La controverse entoure depuis longtemps Kim, âgée de 53 ans, et les accusations de corruption, de trafic d’influence et même de fraude académique ont dominé le mandat de son mari, Yoon Suk Yeol.

Tous deux sont désormais en détention : Yoon pour les actions entreprises lors de sa déclaration désastreuse de la loi martiale en décembre 2024 et ses conséquences chaotiques, et Kim pour corruption.

Mercredi, le juge Woo In-sung du tribunal de district central de Séoul l’a reconnue coupable de corruption et l’a condamnée à 20 mois de prison.

Il a été établi qu’elle avait accepté des pots-de-vin somptueux de la part de l’Église de l’Unification, une organisation aux allures de secte, notamment un sac Chanel et un collier Graff.

Elle a toutefois été déclarée non coupable de manipulation boursière et de violations des lois sud-coréennes sur le financement des campagnes électorales. Le parquet avait requis 15 ans de prison. Le juge Woo a déclaré que la proximité de Kim avec le président lui avait conféré une « influence considérable » dont elle avait profité.

« Une fonction ne doit jamais devenir un moyen de poursuivre un gain personnel », a-t-il déclaré.

Kim, a-t-il ajouté, avait « abusé de sa position pour en tirer un profit personnel ».

L’ancienne première dame était assise dans la salle d’audience pendant la lecture du verdict, vêtue d’un tailleur noir, d’un masque blanc et de lunettes.

Lors de sa dernière audience en décembre, les procureurs ont déclaré que Kim s’était « placée au-dessus des lois » et avait conspiré avec l’Église de l’Unification pour saper « la séparation constitutionnelle de la religion et de l’État ».

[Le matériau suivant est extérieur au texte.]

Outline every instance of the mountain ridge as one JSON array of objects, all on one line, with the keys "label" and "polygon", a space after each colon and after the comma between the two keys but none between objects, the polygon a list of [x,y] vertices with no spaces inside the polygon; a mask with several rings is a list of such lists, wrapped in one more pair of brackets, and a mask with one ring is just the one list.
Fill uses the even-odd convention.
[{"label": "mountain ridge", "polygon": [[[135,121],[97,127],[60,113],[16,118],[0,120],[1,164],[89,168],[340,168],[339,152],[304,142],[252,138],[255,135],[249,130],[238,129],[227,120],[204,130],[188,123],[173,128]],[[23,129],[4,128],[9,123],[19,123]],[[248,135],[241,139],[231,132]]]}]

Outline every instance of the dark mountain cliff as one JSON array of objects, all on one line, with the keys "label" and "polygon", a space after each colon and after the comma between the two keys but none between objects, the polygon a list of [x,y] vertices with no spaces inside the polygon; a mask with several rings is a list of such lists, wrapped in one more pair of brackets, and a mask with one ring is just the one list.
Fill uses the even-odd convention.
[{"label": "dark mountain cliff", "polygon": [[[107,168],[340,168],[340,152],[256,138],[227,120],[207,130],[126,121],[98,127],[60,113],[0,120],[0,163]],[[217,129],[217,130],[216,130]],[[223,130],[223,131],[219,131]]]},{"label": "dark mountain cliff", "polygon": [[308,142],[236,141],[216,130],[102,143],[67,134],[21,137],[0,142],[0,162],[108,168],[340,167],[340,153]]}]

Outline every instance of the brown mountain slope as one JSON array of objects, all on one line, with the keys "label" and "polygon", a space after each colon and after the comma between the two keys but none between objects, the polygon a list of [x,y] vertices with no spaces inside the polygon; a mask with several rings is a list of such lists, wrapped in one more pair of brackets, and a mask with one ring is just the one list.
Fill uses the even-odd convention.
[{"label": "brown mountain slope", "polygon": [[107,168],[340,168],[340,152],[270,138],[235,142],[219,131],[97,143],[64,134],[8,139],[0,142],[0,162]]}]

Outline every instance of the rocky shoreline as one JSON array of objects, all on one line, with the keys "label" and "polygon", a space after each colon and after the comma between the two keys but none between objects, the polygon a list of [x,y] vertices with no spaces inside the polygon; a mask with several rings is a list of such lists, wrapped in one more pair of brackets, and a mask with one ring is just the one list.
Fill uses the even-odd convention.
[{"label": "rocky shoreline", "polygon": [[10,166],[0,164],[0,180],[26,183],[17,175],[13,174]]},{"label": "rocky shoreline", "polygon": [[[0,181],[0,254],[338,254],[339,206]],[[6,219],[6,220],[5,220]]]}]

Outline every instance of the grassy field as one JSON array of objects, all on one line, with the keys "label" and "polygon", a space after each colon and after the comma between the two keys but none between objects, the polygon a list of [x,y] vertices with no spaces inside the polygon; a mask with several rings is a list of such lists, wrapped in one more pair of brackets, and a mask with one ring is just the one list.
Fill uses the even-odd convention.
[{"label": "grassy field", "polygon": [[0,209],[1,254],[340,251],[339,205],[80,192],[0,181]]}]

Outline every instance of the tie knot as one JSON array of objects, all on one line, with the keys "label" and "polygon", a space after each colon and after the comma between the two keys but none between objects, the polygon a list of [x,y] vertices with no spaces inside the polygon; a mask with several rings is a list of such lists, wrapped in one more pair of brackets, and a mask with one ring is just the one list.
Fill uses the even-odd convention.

Le procureur Min Joong-ki a également déclaré que les institutions sud-coréennes étaient « gravement compromises par les abus de pouvoir » commis par Kim. L’ancienne première dame a nié toutes les accusations, affirmant que les allégations étaient « profondément injustes » lors de son dernier témoignage le mois dernier. Mais elle a également présenté ses excuses pour avoir « causé des problèmes alors qu’elle n’est personne d’aucune importance ». « Quand je considère mon rôle et les responsabilités qui m’ont été confiées, il me semble évident que j’ai commis de nombreuses erreurs », a-t-elle déclaré en décembre.

« Hanté par les scandales » :

Se déclarant amoureuse des animaux et connue internationalement pour son travail de campagne en faveur de l’interdiction de la viande de chien en Corée du Sud, les scandales de Kim ont souvent éclipsé le programme politique intérieur de son mari.

En 2023, des images filmées en caméra cachée ont semblé montrer Kim acceptant un sac à main de luxe d’une valeur de 2 200 dollars, dans ce qui a été surnommé plus tard le « scandale du sac Dior », faisant encore chuter la cote de popularité déjà catastrophique de Yoon.

Ce scandale a contribué à la cuisante défaite du parti de Yoon aux élections générales d’avril 2024, puisqu’il n’est pas parvenu à reconquérir la majorité parlementaire.

Yoon a opposé son veto à trois projets de loi soutenus par l’opposition visant à enquêter sur les allégations portées contre Kim, notamment l’affaire du sac Dior, le dernier veto remontant à novembre 2024. Une semaine plus tard, il a proclamé la loi martiale. La condamnation de Kim est intervenue quelques jours après celle de l’ancien Premier ministre Han Duck-soo, condamné à 23 ans de prison – huit ans de plus que ce qu’avaient requis les procureurs – pour complicité dans la suspension du pouvoir civil par Yoon. Et ce mois-ci, Yoon a été condamné à cinq ans de prison pour obstruction à la justice et autres crimes, dans le cadre du premier d’une série de procès liés à cette déclaration.

L’enquête visant Kim a également conduit à l’arrestation de Han Hak-ja, chef de l’Église de l’Unification, qui revendique 10 millions de fidèles dans le monde et gère un vaste empire commercial.

Un tribunal de Séoul prononcera également mercredi une sentence contre le député Kweon Seong-dong, également accusé d’avoir accepté des pots-de-vin de la secte.